Trump was likely to sign more executive orders on Tuesday, after measures issued on Monday that included moves to curb immigration and roll back environmental regulation as well as a 75-day delay to enforcement of a ban on short-video app TikTok.
The Republican president's pardon of 1,500 defendants drew outrage from lawmakers who were endangered in the January 6, 2021, attack, when thousands of Trump supporters stormed the Capitol in an unsuccessful attempt to prevent Congress from certifying his 2020 election loss to Democrat Joe Biden.
The pardons were among orders Trump signed within hours of taking office, returning in a mood of triumph to the White House after winning last November's election. In his inauguration speech he slammed Biden's presidency and portrayed himself as chosen by God to save a faltering nation.
However, he faces a stiff challenge delivering on his Inauguration Day promise of a "Golden Age of America" in the face of a closely split Congress, inevitable lawsuits and recalcitrant world leaders.
Trump did not take immediate action to raise tariffs, a key campaign promise, but said he could impose 25 per cent duties on Canada and Mexico on February 1.
Global markets greeted Trump's presidency with apprehension on Tuesday, with investors highly sensitive to headlines over the president's plans for trade relations and tariffs in particular.
Trump, 78, is the first president in more than a century to win a second term after losing the White House and the first felon to occupy the White House. The oldest president ever to be sworn in, he is backed by Republican majorities in both chambers of Congress.
Trump has made illegal immigration a signature issue since he first entered politics in 2015 and he kicked off a sweeping crackdown on Monday.
Shortly after the inauguration, US border authorities said they had shut down Biden's CBP One entry programme, which had allowed hundreds of thousands of migrants to enter the US legally by scheduling an appointment on an app. Existing appointments were cancelled, leaving migrants stunned and unsure of what to do.
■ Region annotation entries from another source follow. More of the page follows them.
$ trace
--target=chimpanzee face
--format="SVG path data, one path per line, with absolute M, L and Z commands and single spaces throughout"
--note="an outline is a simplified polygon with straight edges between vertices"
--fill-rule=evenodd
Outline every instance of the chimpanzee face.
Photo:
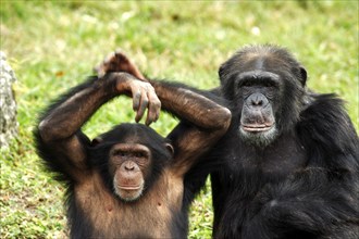
M 250 49 L 221 66 L 221 85 L 239 118 L 242 139 L 267 147 L 298 121 L 307 74 L 286 51 Z

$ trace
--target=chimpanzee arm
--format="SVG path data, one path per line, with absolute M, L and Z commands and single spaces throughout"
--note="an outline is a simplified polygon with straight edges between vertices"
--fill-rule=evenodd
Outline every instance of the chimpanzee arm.
M 150 84 L 136 80 L 125 73 L 92 77 L 50 106 L 35 130 L 39 154 L 53 171 L 65 179 L 74 180 L 81 180 L 88 173 L 86 148 L 89 140 L 81 127 L 102 104 L 119 95 L 133 96 L 137 120 L 141 118 L 147 108 L 147 123 L 158 118 L 160 101 Z
M 169 136 L 175 149 L 174 172 L 183 175 L 226 133 L 231 112 L 184 85 L 149 81 L 161 100 L 162 109 L 185 122 L 175 137 Z

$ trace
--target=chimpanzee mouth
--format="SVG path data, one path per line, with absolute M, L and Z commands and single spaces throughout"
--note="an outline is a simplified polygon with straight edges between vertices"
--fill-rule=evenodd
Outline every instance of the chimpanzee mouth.
M 139 190 L 139 189 L 141 189 L 141 185 L 134 185 L 134 186 L 121 186 L 121 185 L 119 185 L 119 188 L 121 189 L 121 190 L 126 190 L 126 191 L 136 191 L 136 190 Z
M 273 124 L 265 125 L 265 124 L 258 124 L 258 125 L 240 125 L 243 130 L 249 131 L 249 133 L 261 133 L 261 131 L 268 131 L 273 127 Z

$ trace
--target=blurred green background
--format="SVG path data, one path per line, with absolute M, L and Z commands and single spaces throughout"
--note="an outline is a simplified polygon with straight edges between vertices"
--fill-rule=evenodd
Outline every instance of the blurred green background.
M 0 50 L 18 79 L 20 135 L 0 152 L 0 238 L 66 237 L 64 189 L 44 172 L 32 130 L 51 99 L 117 48 L 149 76 L 210 89 L 219 85 L 220 64 L 238 48 L 286 47 L 306 66 L 309 87 L 347 101 L 358 130 L 358 1 L 1 0 Z M 111 102 L 86 134 L 134 122 L 131 109 L 128 99 Z M 175 124 L 162 114 L 152 127 L 165 135 Z M 189 238 L 209 238 L 212 216 L 205 190 L 191 207 Z

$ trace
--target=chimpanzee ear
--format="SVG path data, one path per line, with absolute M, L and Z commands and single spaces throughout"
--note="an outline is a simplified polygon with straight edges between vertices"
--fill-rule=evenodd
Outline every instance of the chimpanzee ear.
M 91 146 L 97 146 L 97 144 L 99 144 L 100 142 L 102 142 L 103 141 L 103 139 L 101 138 L 101 137 L 96 137 L 95 139 L 92 139 L 92 141 L 91 141 Z
M 171 155 L 174 155 L 174 149 L 173 146 L 171 143 L 165 143 L 164 147 L 169 150 L 169 152 L 171 153 Z
M 222 78 L 223 78 L 223 74 L 224 74 L 224 64 L 222 64 L 221 66 L 220 66 L 220 70 L 219 70 L 219 76 L 220 76 L 220 79 L 222 80 Z
M 305 67 L 300 66 L 299 67 L 299 72 L 300 72 L 300 81 L 302 86 L 306 86 L 307 83 L 307 71 Z

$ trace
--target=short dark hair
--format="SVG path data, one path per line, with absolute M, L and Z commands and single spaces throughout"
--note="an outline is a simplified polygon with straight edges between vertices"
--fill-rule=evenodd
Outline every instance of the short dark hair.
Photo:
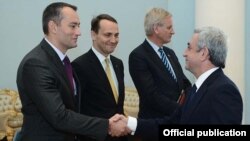
M 60 24 L 62 20 L 61 10 L 63 7 L 70 7 L 73 10 L 77 11 L 77 7 L 64 2 L 55 2 L 48 5 L 43 11 L 43 32 L 44 34 L 48 34 L 48 23 L 49 21 L 54 21 L 57 24 Z
M 100 14 L 96 17 L 94 17 L 91 21 L 91 31 L 94 31 L 95 33 L 98 33 L 99 29 L 100 29 L 100 21 L 101 20 L 108 20 L 108 21 L 112 21 L 114 23 L 117 23 L 116 19 L 113 18 L 112 16 L 108 15 L 108 14 Z

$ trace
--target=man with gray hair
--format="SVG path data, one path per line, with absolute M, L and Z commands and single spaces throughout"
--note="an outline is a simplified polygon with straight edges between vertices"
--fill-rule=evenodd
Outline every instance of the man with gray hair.
M 223 31 L 215 27 L 195 29 L 183 56 L 185 68 L 197 80 L 187 93 L 183 106 L 171 117 L 146 120 L 116 115 L 116 119 L 128 122 L 127 125 L 135 135 L 157 140 L 158 126 L 163 124 L 241 124 L 241 94 L 222 70 L 227 56 L 227 41 Z
M 139 93 L 138 117 L 163 118 L 181 105 L 180 95 L 191 86 L 175 52 L 164 46 L 174 35 L 172 14 L 152 8 L 145 16 L 146 39 L 129 55 L 129 72 Z

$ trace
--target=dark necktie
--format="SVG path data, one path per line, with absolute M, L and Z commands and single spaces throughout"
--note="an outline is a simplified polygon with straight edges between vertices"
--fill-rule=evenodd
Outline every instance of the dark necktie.
M 175 73 L 174 73 L 174 70 L 173 70 L 173 68 L 171 67 L 171 64 L 170 64 L 170 62 L 169 62 L 169 60 L 168 60 L 168 58 L 167 58 L 165 52 L 163 51 L 162 48 L 159 48 L 158 51 L 159 51 L 160 54 L 161 54 L 161 60 L 162 60 L 162 62 L 164 63 L 164 65 L 166 66 L 167 70 L 169 71 L 169 73 L 171 74 L 171 76 L 174 78 L 174 80 L 177 81 L 176 76 L 175 76 Z
M 73 72 L 72 72 L 72 66 L 70 64 L 70 60 L 68 58 L 68 56 L 65 56 L 65 58 L 63 59 L 64 62 L 64 67 L 70 82 L 70 88 L 71 88 L 71 92 L 72 94 L 74 94 L 74 84 L 73 84 Z
M 187 104 L 186 104 L 186 108 L 188 108 L 191 104 L 192 104 L 192 100 L 196 94 L 196 90 L 197 90 L 197 87 L 196 85 L 194 84 L 193 87 L 190 89 L 190 91 L 188 92 L 188 99 L 187 99 Z

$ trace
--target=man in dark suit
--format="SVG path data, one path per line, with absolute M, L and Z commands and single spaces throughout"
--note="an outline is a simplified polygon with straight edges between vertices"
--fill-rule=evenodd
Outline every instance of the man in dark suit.
M 226 56 L 226 36 L 220 29 L 196 29 L 184 52 L 186 69 L 197 78 L 193 86 L 196 89 L 188 92 L 184 105 L 171 117 L 151 120 L 129 117 L 128 125 L 135 123 L 133 126 L 136 127 L 130 126 L 130 129 L 135 135 L 157 140 L 158 125 L 161 124 L 241 124 L 241 94 L 222 70 Z M 125 117 L 120 116 L 120 119 L 126 121 Z
M 170 116 L 179 106 L 181 93 L 191 86 L 174 51 L 163 46 L 174 34 L 172 16 L 162 8 L 153 8 L 145 16 L 144 28 L 147 38 L 129 55 L 130 75 L 140 98 L 138 117 Z M 167 60 L 170 64 L 164 64 Z
M 123 114 L 124 67 L 120 59 L 111 55 L 119 42 L 117 21 L 110 15 L 100 14 L 92 19 L 92 48 L 72 62 L 81 84 L 81 113 L 89 116 L 110 118 Z M 111 82 L 107 64 L 111 70 Z M 81 137 L 82 141 L 91 140 Z M 105 141 L 121 141 L 126 137 L 107 136 Z
M 111 119 L 77 113 L 79 82 L 75 75 L 67 76 L 63 63 L 66 51 L 77 46 L 81 35 L 76 10 L 62 2 L 47 6 L 42 20 L 45 37 L 19 65 L 16 81 L 24 115 L 22 141 L 74 141 L 76 134 L 104 140 L 108 131 L 118 129 Z

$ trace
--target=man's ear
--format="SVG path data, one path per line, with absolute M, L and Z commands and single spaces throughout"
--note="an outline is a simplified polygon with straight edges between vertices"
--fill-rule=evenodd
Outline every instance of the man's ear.
M 209 55 L 209 50 L 208 50 L 208 48 L 207 47 L 204 47 L 202 50 L 201 50 L 201 55 L 202 55 L 202 58 L 204 59 L 204 60 L 208 60 L 209 59 L 209 57 L 210 57 L 210 55 Z
M 96 40 L 96 35 L 97 34 L 94 31 L 91 31 L 91 38 L 92 38 L 93 41 Z
M 49 21 L 48 27 L 49 27 L 49 31 L 51 33 L 56 33 L 57 32 L 57 24 L 54 21 Z

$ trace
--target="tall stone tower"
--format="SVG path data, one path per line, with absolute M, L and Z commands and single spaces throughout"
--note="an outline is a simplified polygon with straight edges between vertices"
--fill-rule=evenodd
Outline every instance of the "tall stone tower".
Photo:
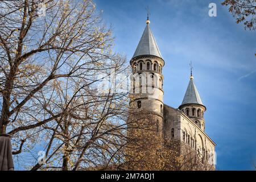
M 164 61 L 150 29 L 148 17 L 139 44 L 130 61 L 133 69 L 130 113 L 143 111 L 147 118 L 155 122 L 160 132 L 163 121 L 162 68 Z
M 128 169 L 159 170 L 163 144 L 164 61 L 150 27 L 146 26 L 130 64 L 133 69 L 127 119 Z
M 205 121 L 204 113 L 206 107 L 203 104 L 194 82 L 192 73 L 190 80 L 184 96 L 183 101 L 179 109 L 185 113 L 197 126 L 204 131 Z

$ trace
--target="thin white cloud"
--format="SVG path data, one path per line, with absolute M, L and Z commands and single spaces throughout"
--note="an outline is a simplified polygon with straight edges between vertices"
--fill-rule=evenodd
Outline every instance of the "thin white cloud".
M 237 79 L 238 81 L 240 81 L 242 79 L 245 78 L 247 77 L 249 77 L 249 76 L 250 76 L 251 75 L 253 75 L 253 73 L 256 73 L 256 69 L 252 71 L 251 72 L 250 72 L 250 73 L 243 75 L 242 76 L 241 76 L 241 77 L 240 77 L 238 79 Z

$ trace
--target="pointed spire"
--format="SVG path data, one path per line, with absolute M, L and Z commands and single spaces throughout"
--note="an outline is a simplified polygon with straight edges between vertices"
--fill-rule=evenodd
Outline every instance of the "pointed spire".
M 193 68 L 192 67 L 192 61 L 190 61 L 189 66 L 190 66 L 190 79 L 193 79 L 194 77 L 193 77 L 192 75 L 192 69 Z
M 202 101 L 201 100 L 201 98 L 197 91 L 197 89 L 196 89 L 196 85 L 195 84 L 193 81 L 193 77 L 192 75 L 193 67 L 192 66 L 192 62 L 191 62 L 189 65 L 191 67 L 190 80 L 189 82 L 188 83 L 188 86 L 187 88 L 186 93 L 185 93 L 185 96 L 184 96 L 181 105 L 179 107 L 180 107 L 180 106 L 183 105 L 190 104 L 200 104 L 204 106 Z
M 148 13 L 148 14 L 149 13 Z M 146 23 L 147 25 L 132 58 L 141 55 L 154 55 L 162 58 L 155 38 L 149 26 L 150 21 L 148 19 L 148 15 Z
M 146 24 L 150 24 L 150 21 L 149 20 L 150 13 L 149 13 L 148 6 L 147 6 L 147 8 L 146 9 L 147 10 L 147 20 L 146 21 Z

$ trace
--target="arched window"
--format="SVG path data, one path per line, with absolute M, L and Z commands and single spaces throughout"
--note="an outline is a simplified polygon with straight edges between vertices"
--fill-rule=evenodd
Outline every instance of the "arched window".
M 208 159 L 209 159 L 208 151 L 206 151 L 206 159 L 207 159 L 207 160 L 208 160 Z
M 139 70 L 142 70 L 142 63 L 139 63 Z
M 185 131 L 182 131 L 182 136 L 183 136 L 183 142 L 185 142 Z
M 195 108 L 192 109 L 192 115 L 195 115 L 196 112 L 196 109 Z
M 159 121 L 158 119 L 156 121 L 156 131 L 159 132 Z
M 142 92 L 142 80 L 141 76 L 139 76 L 139 93 Z
M 189 115 L 189 110 L 188 109 L 187 109 L 186 110 L 186 115 L 187 116 Z
M 197 109 L 197 117 L 201 117 L 201 110 Z
M 156 71 L 156 63 L 154 64 L 154 71 Z
M 154 77 L 154 74 L 152 74 L 151 76 L 152 79 L 152 87 L 155 87 L 155 78 Z
M 188 144 L 189 144 L 189 145 L 190 145 L 190 135 L 188 134 L 188 140 L 187 140 L 187 142 L 188 142 Z
M 147 63 L 147 69 L 148 70 L 150 69 L 150 63 L 149 63 L 149 62 Z
M 138 109 L 141 107 L 141 101 L 138 101 L 137 102 L 137 107 Z

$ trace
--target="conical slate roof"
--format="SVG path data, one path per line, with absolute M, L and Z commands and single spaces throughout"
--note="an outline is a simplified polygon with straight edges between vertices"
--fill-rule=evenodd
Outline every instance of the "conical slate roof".
M 154 55 L 162 57 L 158 46 L 149 26 L 149 20 L 141 38 L 133 58 L 141 55 Z
M 189 83 L 188 84 L 185 96 L 184 96 L 181 105 L 187 104 L 197 104 L 204 105 L 196 89 L 196 85 L 195 85 L 193 82 L 193 76 L 191 76 L 190 78 Z

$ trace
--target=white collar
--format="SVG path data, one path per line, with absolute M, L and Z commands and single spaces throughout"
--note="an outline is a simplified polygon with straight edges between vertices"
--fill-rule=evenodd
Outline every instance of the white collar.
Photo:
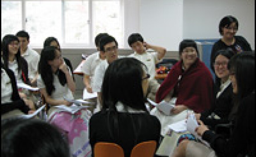
M 224 92 L 224 91 L 226 89 L 227 87 L 231 83 L 231 81 L 229 79 L 228 79 L 227 81 L 224 83 L 221 83 L 221 91 L 218 92 L 216 96 L 217 98 L 218 98 L 221 95 L 221 94 Z
M 143 110 L 138 110 L 132 109 L 129 106 L 127 106 L 127 110 L 125 109 L 123 104 L 121 102 L 118 101 L 116 104 L 116 109 L 118 112 L 128 112 L 130 113 L 144 113 L 145 111 Z
M 28 56 L 29 55 L 29 48 L 27 48 L 27 50 L 26 50 L 26 52 L 25 52 L 24 53 L 24 54 L 22 54 L 22 55 L 21 56 L 22 56 L 22 57 L 23 57 L 23 56 Z

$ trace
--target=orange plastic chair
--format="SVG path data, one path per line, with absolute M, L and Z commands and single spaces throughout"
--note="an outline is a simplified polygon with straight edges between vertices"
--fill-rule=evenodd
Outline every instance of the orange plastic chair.
M 115 143 L 97 143 L 94 146 L 94 157 L 124 157 L 123 149 Z
M 153 157 L 156 148 L 157 142 L 155 141 L 142 142 L 132 149 L 131 157 Z

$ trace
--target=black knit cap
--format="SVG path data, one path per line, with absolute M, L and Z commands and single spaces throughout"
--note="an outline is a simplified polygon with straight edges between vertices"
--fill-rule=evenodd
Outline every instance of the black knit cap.
M 179 56 L 181 55 L 183 50 L 186 48 L 194 48 L 195 49 L 198 58 L 199 57 L 199 52 L 197 48 L 197 46 L 195 42 L 193 40 L 184 39 L 179 44 Z

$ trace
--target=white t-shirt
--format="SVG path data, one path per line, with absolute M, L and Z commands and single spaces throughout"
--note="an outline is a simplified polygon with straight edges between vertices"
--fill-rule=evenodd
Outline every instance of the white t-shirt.
M 12 70 L 14 73 L 15 76 L 15 78 L 16 79 L 16 82 L 17 83 L 22 83 L 23 81 L 22 78 L 21 70 L 19 71 L 18 71 L 18 63 L 16 59 L 12 62 L 8 62 L 8 67 L 9 68 Z
M 30 79 L 33 79 L 38 71 L 38 64 L 40 59 L 40 55 L 36 51 L 28 48 L 25 53 L 21 56 L 28 63 L 29 78 Z
M 156 75 L 156 64 L 162 60 L 158 60 L 157 52 L 150 52 L 146 50 L 146 53 L 141 54 L 135 52 L 129 56 L 134 58 L 144 63 L 147 67 L 150 79 L 154 79 Z
M 105 72 L 109 66 L 106 60 L 101 62 L 96 68 L 93 78 L 92 87 L 93 92 L 100 92 Z
M 70 70 L 68 67 L 68 68 L 70 74 L 71 76 Z M 46 90 L 45 85 L 40 75 L 39 75 L 38 78 L 37 85 L 38 88 L 40 89 L 45 88 Z M 56 100 L 63 100 L 65 99 L 70 100 L 74 99 L 72 92 L 67 87 L 67 83 L 64 86 L 63 86 L 61 84 L 56 75 L 54 74 L 53 85 L 55 87 L 55 90 L 53 92 L 51 96 L 52 99 Z
M 91 81 L 94 75 L 96 68 L 104 60 L 99 58 L 99 52 L 97 52 L 90 55 L 85 61 L 82 70 L 84 74 L 90 76 Z
M 6 71 L 1 68 L 1 103 L 2 104 L 12 102 L 11 100 L 13 89 L 11 79 Z

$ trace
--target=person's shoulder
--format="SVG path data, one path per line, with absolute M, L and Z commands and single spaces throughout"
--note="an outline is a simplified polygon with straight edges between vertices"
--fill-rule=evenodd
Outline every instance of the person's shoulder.
M 35 50 L 29 48 L 28 48 L 29 50 L 29 53 L 30 55 L 33 56 L 35 56 L 36 57 L 39 57 L 40 56 L 40 55 L 38 53 L 38 52 L 37 52 Z

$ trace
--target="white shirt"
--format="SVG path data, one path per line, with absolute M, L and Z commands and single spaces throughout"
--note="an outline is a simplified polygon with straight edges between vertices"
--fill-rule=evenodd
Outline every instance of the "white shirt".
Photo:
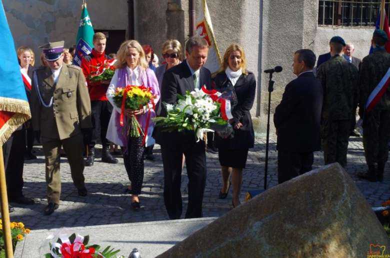
M 190 64 L 188 64 L 188 62 L 186 61 L 186 62 L 187 63 L 188 68 L 190 68 L 190 72 L 191 72 L 192 76 L 193 76 L 194 73 L 198 72 L 198 85 L 194 85 L 194 86 L 195 86 L 195 87 L 197 88 L 200 88 L 200 69 L 196 71 L 191 68 L 191 66 L 190 66 Z M 192 78 L 192 80 L 194 80 L 194 78 Z
M 52 70 L 52 72 L 53 74 L 53 77 L 54 77 L 54 81 L 56 84 L 58 82 L 58 78 L 60 77 L 60 74 L 61 72 L 61 70 L 62 70 L 62 66 L 61 66 L 61 67 L 60 67 L 59 69 L 56 70 Z

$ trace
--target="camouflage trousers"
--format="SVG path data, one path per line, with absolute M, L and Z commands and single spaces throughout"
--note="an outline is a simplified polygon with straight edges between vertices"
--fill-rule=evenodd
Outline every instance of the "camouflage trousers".
M 388 157 L 390 110 L 374 109 L 363 120 L 363 146 L 367 164 L 384 163 Z
M 322 118 L 321 146 L 324 150 L 325 164 L 338 162 L 343 167 L 346 166 L 350 126 L 350 120 Z

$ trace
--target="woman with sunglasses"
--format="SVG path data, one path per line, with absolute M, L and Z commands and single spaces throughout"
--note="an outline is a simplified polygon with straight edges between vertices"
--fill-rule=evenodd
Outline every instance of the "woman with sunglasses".
M 161 86 L 162 84 L 162 78 L 164 77 L 165 71 L 177 66 L 182 62 L 182 44 L 176 40 L 168 40 L 162 44 L 161 46 L 161 51 L 162 52 L 162 57 L 166 62 L 157 68 L 156 76 L 158 81 L 158 87 L 161 92 Z M 162 104 L 159 102 L 157 105 L 156 114 L 160 116 L 162 108 L 164 108 Z

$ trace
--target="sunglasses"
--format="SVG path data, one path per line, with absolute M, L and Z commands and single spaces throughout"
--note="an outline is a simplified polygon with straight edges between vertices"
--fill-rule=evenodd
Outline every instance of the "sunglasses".
M 178 53 L 172 53 L 172 54 L 170 54 L 167 53 L 165 53 L 162 54 L 162 56 L 164 57 L 164 58 L 176 58 L 178 57 Z

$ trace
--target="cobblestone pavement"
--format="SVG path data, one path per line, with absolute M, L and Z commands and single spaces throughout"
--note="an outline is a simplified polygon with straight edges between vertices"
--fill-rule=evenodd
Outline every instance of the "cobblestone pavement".
M 262 189 L 264 184 L 264 166 L 266 156 L 266 138 L 256 138 L 255 148 L 250 150 L 246 168 L 244 170 L 241 200 L 246 191 Z M 101 146 L 98 146 L 98 148 Z M 270 139 L 268 170 L 268 188 L 278 184 L 276 138 Z M 145 160 L 145 176 L 142 194 L 140 196 L 142 208 L 133 210 L 130 205 L 130 196 L 122 192 L 128 184 L 122 158 L 118 157 L 116 164 L 100 162 L 97 158 L 93 166 L 86 167 L 84 172 L 86 197 L 80 197 L 70 178 L 70 167 L 66 158 L 61 158 L 62 192 L 58 210 L 50 216 L 43 215 L 47 205 L 44 178 L 44 160 L 42 148 L 36 146 L 38 159 L 26 160 L 24 177 L 24 194 L 36 200 L 34 205 L 11 204 L 15 212 L 10 214 L 11 220 L 22 222 L 32 230 L 50 229 L 61 227 L 102 225 L 166 220 L 168 216 L 163 200 L 164 173 L 160 147 L 155 146 L 156 158 L 153 162 Z M 100 156 L 98 150 L 97 156 Z M 366 169 L 361 138 L 352 138 L 348 147 L 347 171 L 372 206 L 380 206 L 390 199 L 390 168 L 386 164 L 384 182 L 372 183 L 360 180 L 357 172 Z M 314 154 L 314 168 L 324 165 L 322 153 Z M 218 154 L 207 154 L 207 182 L 203 202 L 205 217 L 219 216 L 232 208 L 232 188 L 228 198 L 218 198 L 222 186 Z M 183 174 L 186 174 L 184 168 Z M 182 177 L 182 191 L 184 202 L 184 218 L 188 202 L 186 174 Z

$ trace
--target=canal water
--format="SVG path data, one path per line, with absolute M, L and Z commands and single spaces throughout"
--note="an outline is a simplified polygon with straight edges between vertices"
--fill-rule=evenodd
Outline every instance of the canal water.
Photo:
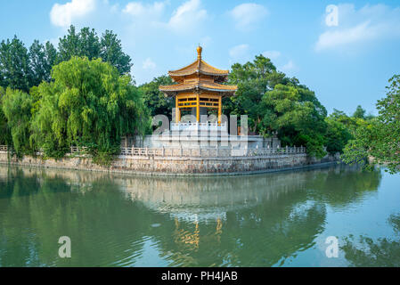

Opponents of Trump's agenda are likely to challenge it in the courts and the American Civil Liberties Union fired an opening salvo on Monday, saying in a federal court filing that Trump's decision to end the CBP One programme removed the only avenue to asylum at the US-Mexico border.
Other orders revoked Biden administration policies governing artificial intelligence and electric vehicles.
He also imposed a freeze on federal hiring and ordered government workers to return to the office, rather than working from home. He also signed paperwork to create a "Department of Government Efficiency", an outside advisory board headed by billionaire Elon Musk that aims to cut large swaths of government spending.
Trump said he would issue orders to scrap federal diversity programmes and require the government to recognise only genders assigned at birth.
Trump vowed to change the name of the Gulf of Mexico to the Gulf of America and repeated his intention to take back control of the Panama Canal, one of several foreign policy pronouncements that have caused consternation among US allies.